Atmospheric correction of hyperspectral data over dark surfaces via simulated annealing

A method [atmospheric correction via simulated annealing (ACSA)] is proposed that enhances the atmospheric correction of hyperspectral images over dark surfaces. It is based on the minimization of a smoothness criterion to avoid the assumption of linear variations of the reflectance within gas absorption bands. We first show that this commonly used approach generally fails over dark surfaces when the signal to noise ratio strongly declines. In this case, important residual features highly correlated with the shape of gas absorption bands are observed in the estimated surface reflectance.

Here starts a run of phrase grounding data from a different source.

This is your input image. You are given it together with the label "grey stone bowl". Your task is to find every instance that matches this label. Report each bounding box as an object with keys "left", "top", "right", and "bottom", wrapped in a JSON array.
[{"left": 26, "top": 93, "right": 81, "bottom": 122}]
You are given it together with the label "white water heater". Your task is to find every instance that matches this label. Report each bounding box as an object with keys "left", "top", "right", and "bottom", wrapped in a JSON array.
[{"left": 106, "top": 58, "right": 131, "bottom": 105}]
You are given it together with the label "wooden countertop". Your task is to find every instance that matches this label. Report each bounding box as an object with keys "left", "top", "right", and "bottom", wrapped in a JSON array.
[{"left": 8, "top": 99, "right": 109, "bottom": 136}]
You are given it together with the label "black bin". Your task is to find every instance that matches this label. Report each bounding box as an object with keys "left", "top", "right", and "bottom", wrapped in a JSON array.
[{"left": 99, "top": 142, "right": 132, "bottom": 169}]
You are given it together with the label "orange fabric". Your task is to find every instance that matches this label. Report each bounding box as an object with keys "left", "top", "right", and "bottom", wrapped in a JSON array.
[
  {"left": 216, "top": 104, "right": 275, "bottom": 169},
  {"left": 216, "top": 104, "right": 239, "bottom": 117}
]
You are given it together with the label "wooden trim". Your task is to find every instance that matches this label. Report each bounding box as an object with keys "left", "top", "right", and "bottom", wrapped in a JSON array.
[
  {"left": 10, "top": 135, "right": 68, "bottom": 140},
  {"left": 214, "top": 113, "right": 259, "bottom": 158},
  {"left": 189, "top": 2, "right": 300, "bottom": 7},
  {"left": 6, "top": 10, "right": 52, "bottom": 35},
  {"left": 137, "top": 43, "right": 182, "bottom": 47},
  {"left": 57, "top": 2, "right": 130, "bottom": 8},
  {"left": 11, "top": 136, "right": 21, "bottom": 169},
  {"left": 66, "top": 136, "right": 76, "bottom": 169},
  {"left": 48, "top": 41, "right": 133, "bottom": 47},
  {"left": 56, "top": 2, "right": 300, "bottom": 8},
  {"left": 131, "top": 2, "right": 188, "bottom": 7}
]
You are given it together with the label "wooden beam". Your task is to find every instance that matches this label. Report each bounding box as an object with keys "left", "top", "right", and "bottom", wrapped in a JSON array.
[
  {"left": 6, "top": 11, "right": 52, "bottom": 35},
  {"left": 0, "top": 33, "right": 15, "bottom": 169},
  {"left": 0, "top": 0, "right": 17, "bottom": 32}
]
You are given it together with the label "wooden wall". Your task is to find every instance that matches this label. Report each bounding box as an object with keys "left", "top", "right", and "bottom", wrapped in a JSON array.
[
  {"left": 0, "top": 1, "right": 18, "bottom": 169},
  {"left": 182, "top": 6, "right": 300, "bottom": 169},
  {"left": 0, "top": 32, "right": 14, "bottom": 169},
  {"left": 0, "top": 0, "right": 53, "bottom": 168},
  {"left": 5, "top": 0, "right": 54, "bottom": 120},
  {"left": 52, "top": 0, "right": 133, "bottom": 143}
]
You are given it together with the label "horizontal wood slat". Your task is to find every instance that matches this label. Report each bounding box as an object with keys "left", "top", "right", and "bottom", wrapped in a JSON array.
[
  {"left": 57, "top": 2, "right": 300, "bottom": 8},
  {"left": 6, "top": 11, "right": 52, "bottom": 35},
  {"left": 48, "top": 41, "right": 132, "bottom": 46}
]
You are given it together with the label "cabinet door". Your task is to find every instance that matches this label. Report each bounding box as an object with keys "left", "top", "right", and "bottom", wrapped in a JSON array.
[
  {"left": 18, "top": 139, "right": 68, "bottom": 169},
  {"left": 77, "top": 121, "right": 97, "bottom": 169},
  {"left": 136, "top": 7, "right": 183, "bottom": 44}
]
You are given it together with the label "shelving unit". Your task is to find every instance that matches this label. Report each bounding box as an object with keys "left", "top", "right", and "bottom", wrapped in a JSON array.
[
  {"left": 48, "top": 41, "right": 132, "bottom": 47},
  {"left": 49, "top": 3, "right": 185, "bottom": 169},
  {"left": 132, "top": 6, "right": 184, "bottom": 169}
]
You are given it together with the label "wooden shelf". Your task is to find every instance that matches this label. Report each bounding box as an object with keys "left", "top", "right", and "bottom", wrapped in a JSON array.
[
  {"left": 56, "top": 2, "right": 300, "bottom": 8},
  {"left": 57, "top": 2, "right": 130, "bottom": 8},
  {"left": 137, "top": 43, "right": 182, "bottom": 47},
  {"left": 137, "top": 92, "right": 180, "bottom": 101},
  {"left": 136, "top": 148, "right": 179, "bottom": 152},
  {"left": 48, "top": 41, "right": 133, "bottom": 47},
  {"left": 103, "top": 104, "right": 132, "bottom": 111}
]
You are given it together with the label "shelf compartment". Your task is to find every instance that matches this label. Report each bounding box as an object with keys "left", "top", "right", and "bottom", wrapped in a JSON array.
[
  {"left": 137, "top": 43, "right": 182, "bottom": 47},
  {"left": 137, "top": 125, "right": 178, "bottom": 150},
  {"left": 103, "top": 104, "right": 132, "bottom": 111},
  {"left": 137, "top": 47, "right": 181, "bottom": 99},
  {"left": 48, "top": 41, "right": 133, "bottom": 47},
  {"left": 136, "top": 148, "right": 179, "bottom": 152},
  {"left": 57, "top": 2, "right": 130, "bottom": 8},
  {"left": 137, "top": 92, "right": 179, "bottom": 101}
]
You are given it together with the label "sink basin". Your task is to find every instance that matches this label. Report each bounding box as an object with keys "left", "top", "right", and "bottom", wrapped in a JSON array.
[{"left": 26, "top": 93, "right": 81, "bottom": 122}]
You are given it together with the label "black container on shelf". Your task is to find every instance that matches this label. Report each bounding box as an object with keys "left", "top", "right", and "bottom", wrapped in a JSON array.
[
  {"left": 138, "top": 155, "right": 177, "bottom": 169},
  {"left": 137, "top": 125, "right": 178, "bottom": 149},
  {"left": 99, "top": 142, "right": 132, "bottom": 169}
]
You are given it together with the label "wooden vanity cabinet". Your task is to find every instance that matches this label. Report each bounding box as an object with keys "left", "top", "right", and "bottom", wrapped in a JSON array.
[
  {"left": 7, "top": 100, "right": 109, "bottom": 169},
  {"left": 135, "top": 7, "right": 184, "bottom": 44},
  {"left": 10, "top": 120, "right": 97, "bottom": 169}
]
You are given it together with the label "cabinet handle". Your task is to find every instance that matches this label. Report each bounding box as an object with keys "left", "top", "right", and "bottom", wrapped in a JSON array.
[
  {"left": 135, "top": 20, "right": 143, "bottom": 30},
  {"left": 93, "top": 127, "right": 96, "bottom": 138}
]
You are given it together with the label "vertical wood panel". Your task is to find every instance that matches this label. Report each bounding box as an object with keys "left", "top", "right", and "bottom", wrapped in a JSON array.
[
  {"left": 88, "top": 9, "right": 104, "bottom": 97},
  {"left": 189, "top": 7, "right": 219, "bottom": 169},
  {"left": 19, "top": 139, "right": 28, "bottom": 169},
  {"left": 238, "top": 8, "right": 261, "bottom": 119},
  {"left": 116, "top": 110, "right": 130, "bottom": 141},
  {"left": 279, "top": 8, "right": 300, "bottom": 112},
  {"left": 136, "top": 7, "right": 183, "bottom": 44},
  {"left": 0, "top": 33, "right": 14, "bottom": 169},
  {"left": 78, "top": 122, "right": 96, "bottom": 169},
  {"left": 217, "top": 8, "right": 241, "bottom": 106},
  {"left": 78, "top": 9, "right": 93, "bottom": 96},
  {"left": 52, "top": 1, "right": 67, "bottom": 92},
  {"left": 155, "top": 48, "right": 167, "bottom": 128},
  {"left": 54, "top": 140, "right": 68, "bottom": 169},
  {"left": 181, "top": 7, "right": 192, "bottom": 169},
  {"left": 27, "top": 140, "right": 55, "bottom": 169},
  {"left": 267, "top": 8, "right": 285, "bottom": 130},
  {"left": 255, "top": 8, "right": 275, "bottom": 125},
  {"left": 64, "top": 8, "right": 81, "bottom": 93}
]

We add a geometrical constraint to deal with this correlation. A simulated annealing approach is used to solve this constrained optimization problem. The parameters involved in the implementation of the algorithm (initial temperature, number of iterations, cooling schedule, and correlation threshold) are automatically determined by using a standard simulated annealing theory, reflectance databases, and sensor characteristics. Applied to a HyMap image with available ground truths, we verify that ACSA adequately recovers ground reflectance over clear land surfaces, and that the added spectral shape constraint does not introduce any spurious feature in the spectrum. The analysis of an AVIRIS image of Central Switzerland clearly shows the ability of the method to perform enhanced water vapor estimations over dark surfaces. Over a lake (reflectance equal to 0.02, low signal to noise ratio equal to about 6), ACSA retrieves unbiased water vapor amounts (2.86 cm±0.36 cm) in agreement with in situ measurements (2.97 cm±0.30 cm). This corresponds to a reduction of the standard deviation by a factor 3 in comparison with standard unconstrained procedures (1.95 cm±1.08 cm). Similar results are obtained using a Hyperion image of DoE ARM SGP test site containing a very dark area of the land surface.